I recently purchased the omni-freeze zero air-gill fishing shirt and I have to say, I didn’t notice a difference in my temperature. I am hot wearing a regular cotton shirt and I’m just as hot when wearing the omni-freeze shirt. The biggest advantage of the omni-freeze shirt are the vents. This allows air to circulate and I have noticed that my sweat dries a lot quicker compared to the cotton shirt. This isn’t a miracle product but the shirt does have very useful features such as the extendable collar, zipped pockets and mesh-covered vents stopping pesky critters having easy access to your flesh. As for the omni-freeze cooling system, I am less than impressed. Paying over US$100 for a shirt isn’t something I usually do and I won’t be doing again for a long time. I rate the omni-freeze shirt 4/10, it would be 6/10 if it wasn’t so expensive.

Mary Chong September 4, 2014 - 6:34 am

Sorry you didn’t like your shirt – did you perhaps try to return it? I actually loved mine – so much so that I bought 3 more short sleeve shirts with collars.

Marina K. Villatoro September 20, 2013 - 11:05 am

I’m not a fan of either hot or cold. But I remember when I was in Arizona years ago, it was almost 115 degrees out and it was soooo freaking hot it didn’t matter if it was dry or wet heat. It was miserable, but the country side is sooo beautiful that you forget the heat, almost.

Jennifer September 19, 2013 - 3:41 am

Welcome to Arizona! I lived in Phoenix for 6 years. It will be over 100 well into October. Boy do miss the “dry heat”. This humidity in Italy is just miserable.

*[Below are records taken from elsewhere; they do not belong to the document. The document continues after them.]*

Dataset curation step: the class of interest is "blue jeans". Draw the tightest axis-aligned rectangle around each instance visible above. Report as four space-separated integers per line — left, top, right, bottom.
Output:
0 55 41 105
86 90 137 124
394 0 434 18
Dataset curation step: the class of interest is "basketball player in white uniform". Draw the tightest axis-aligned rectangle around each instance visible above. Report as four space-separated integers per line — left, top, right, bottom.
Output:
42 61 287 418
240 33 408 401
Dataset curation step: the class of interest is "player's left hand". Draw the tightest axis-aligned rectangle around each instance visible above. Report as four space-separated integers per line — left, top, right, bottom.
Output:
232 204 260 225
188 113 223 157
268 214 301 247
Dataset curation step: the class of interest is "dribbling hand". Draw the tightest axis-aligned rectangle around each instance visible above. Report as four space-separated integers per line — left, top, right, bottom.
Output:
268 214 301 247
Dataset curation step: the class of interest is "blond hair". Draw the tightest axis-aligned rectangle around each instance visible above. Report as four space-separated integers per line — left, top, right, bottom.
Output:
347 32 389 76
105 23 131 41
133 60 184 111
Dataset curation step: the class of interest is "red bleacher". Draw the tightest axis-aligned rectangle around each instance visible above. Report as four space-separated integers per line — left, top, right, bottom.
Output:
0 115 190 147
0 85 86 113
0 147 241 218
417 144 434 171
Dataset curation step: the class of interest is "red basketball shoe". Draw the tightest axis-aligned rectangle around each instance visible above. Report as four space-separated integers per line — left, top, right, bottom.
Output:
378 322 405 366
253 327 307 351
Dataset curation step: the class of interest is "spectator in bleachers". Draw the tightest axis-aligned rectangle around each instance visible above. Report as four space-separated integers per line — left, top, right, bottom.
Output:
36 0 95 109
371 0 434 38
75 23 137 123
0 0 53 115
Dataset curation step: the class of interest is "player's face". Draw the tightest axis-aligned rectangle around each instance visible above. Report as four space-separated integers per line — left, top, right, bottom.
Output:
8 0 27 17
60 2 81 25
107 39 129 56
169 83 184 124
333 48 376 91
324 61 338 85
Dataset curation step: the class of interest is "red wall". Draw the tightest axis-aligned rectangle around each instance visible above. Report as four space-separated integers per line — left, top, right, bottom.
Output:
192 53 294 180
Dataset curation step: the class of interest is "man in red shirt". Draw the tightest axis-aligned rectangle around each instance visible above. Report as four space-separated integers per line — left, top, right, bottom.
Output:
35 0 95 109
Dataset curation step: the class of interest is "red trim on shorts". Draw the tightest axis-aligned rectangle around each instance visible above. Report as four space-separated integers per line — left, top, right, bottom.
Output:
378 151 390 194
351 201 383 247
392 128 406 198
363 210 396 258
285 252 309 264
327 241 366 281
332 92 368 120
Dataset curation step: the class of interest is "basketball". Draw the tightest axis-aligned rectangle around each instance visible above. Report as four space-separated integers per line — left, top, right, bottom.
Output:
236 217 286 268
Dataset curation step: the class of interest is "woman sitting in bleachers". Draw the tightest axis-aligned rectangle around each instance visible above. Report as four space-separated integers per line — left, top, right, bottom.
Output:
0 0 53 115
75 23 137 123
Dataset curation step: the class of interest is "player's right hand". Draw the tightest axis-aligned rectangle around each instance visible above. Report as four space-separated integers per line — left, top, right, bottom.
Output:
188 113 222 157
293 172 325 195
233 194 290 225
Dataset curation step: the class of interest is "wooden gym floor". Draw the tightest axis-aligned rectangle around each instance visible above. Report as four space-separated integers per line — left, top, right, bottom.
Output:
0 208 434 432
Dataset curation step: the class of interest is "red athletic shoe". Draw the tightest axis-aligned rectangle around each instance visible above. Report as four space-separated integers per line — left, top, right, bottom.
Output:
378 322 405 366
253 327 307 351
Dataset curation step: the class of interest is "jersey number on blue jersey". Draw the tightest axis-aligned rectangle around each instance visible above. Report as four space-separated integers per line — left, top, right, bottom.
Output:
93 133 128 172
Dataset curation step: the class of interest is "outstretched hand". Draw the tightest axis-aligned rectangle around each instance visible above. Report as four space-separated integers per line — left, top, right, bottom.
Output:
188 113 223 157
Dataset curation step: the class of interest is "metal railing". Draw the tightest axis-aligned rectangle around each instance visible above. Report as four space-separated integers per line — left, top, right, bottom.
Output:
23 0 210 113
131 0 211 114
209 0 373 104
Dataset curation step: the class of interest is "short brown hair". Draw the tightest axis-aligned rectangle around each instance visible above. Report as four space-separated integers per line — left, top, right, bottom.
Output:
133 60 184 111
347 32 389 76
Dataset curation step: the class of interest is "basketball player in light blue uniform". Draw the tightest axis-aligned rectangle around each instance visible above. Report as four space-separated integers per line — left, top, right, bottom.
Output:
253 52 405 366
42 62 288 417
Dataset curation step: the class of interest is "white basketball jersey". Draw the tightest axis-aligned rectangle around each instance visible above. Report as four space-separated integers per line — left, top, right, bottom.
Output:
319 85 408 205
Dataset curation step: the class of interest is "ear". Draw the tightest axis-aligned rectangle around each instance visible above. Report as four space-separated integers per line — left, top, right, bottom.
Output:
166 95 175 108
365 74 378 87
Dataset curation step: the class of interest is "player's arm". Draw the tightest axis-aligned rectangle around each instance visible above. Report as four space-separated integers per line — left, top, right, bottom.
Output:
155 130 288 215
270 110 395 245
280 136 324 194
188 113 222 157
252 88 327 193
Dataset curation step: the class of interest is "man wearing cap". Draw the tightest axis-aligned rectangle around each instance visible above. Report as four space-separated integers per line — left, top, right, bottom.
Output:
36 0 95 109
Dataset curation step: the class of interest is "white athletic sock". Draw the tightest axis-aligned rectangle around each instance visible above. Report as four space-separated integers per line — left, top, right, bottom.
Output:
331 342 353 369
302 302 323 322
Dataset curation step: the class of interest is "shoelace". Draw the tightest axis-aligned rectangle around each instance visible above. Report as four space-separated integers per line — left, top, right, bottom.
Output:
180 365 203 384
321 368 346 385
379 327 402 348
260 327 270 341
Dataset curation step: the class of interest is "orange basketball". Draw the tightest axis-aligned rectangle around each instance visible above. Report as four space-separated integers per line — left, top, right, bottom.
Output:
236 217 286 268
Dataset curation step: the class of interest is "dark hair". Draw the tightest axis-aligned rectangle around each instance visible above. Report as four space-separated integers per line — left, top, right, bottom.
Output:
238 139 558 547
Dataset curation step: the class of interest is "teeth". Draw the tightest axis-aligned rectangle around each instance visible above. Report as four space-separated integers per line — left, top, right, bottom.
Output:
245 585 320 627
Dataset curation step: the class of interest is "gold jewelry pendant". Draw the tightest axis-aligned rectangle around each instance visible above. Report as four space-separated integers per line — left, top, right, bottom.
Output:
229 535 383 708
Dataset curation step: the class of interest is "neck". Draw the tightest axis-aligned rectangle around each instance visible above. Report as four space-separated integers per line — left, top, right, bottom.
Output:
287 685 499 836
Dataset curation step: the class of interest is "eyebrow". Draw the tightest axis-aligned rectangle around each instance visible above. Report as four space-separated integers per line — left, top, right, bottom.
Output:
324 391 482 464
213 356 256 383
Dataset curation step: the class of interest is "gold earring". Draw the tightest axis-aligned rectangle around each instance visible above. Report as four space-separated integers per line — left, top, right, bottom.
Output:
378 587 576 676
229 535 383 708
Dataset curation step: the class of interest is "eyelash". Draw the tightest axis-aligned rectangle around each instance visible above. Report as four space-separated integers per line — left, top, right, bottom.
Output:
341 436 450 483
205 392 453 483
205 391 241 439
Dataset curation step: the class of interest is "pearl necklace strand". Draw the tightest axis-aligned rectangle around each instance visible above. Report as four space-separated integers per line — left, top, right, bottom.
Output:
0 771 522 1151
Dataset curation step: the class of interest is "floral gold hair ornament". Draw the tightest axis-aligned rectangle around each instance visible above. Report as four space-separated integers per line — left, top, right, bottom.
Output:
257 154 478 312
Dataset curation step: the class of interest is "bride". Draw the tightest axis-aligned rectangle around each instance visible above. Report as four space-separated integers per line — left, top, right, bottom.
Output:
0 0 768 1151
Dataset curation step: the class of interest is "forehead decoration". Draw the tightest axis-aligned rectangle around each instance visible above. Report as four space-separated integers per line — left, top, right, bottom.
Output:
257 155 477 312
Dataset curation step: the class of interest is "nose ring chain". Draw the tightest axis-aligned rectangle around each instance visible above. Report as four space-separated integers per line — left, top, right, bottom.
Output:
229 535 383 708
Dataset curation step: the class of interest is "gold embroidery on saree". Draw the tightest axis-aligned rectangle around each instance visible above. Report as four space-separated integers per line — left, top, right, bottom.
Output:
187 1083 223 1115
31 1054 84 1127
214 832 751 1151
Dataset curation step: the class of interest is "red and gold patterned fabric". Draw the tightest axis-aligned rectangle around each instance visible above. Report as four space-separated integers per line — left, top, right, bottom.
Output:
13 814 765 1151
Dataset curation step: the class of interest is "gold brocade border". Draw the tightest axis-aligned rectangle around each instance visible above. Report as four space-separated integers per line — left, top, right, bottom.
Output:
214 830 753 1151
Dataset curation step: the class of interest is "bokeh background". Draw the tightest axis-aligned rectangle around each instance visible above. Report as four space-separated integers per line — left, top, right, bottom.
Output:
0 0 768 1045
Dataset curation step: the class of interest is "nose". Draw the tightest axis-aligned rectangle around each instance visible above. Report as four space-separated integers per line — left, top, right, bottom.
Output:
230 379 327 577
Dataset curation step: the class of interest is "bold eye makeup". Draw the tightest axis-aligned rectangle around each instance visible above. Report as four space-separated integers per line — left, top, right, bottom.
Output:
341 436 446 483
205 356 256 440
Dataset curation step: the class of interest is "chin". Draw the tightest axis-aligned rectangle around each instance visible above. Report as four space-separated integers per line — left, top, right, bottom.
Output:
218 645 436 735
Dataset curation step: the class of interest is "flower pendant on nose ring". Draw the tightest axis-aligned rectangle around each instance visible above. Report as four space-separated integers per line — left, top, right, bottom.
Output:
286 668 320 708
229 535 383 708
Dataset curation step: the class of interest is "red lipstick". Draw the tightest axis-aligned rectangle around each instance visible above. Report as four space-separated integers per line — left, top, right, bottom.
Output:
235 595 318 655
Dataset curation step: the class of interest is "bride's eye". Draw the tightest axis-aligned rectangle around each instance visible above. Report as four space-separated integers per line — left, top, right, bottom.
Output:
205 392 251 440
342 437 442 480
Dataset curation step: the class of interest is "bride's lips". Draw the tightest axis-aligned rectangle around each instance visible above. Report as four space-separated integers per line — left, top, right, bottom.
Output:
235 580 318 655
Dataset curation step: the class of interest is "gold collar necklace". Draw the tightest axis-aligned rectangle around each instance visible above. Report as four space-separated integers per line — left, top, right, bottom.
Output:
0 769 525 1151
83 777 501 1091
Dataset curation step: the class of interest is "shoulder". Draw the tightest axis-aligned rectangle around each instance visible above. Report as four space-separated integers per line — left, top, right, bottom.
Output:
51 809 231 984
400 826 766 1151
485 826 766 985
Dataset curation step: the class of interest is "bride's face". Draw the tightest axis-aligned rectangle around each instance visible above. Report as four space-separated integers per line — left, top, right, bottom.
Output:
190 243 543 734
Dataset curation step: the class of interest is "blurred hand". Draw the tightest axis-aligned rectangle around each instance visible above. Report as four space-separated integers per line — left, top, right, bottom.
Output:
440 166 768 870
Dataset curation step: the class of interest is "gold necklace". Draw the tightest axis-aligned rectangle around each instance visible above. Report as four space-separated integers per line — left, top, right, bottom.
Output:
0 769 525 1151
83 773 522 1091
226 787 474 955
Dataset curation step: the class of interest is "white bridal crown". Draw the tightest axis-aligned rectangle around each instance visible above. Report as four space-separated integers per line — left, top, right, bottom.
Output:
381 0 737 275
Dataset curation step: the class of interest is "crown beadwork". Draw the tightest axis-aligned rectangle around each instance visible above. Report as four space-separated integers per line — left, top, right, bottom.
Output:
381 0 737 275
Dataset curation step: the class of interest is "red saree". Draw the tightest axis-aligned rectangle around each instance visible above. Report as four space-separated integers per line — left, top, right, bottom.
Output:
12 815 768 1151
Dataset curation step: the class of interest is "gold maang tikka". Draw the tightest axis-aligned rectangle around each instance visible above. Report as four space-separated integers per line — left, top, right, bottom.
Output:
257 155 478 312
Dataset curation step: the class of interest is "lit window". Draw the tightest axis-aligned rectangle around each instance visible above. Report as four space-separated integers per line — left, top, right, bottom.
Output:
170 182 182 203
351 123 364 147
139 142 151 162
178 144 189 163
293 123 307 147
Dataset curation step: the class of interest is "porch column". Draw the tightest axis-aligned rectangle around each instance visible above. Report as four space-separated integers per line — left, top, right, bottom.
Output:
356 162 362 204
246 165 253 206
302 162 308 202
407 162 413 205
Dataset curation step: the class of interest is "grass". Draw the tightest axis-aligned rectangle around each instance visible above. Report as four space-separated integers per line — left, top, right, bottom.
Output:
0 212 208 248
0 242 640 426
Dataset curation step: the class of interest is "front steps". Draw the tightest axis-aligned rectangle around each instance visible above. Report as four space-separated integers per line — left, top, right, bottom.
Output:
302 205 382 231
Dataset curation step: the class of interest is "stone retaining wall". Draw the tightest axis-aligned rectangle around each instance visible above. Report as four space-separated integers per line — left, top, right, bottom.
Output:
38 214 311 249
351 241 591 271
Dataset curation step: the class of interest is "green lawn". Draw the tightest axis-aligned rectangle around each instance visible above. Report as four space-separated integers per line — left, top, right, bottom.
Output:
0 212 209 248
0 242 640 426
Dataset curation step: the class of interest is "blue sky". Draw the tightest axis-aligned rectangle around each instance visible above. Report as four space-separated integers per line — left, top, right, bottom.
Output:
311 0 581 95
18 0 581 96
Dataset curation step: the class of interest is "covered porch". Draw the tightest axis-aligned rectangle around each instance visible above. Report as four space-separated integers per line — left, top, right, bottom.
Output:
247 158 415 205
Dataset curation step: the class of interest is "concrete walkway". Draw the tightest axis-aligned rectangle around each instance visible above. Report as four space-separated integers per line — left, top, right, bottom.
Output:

Alouise September 18, 2013 - 8:49 pm

40C, wow that is hot. Sounds like the shirt performed well. It sounds like a good investment for travel in hot climates.

Mary Chong September 19, 2013 - 4:48 pm

Absolutely Alouise, I can see the long sleeve version being a great addition for Egypt etc where you need to dress modestly.

Martin Wigginton September 18, 2013 - 9:53 am

So that was your secret in Arizona! Sounds like a great shirt to have anywhere the heat gets to be too much. I have a wind shirt that I thought was a bit of a gimmick at first, but hey, it works too. Sometimes you just have to try it to believe it.

itsworththedrive September 18, 2013 - 9:15 am

That technology sounds great – I wish that came as a dog cooling blanket!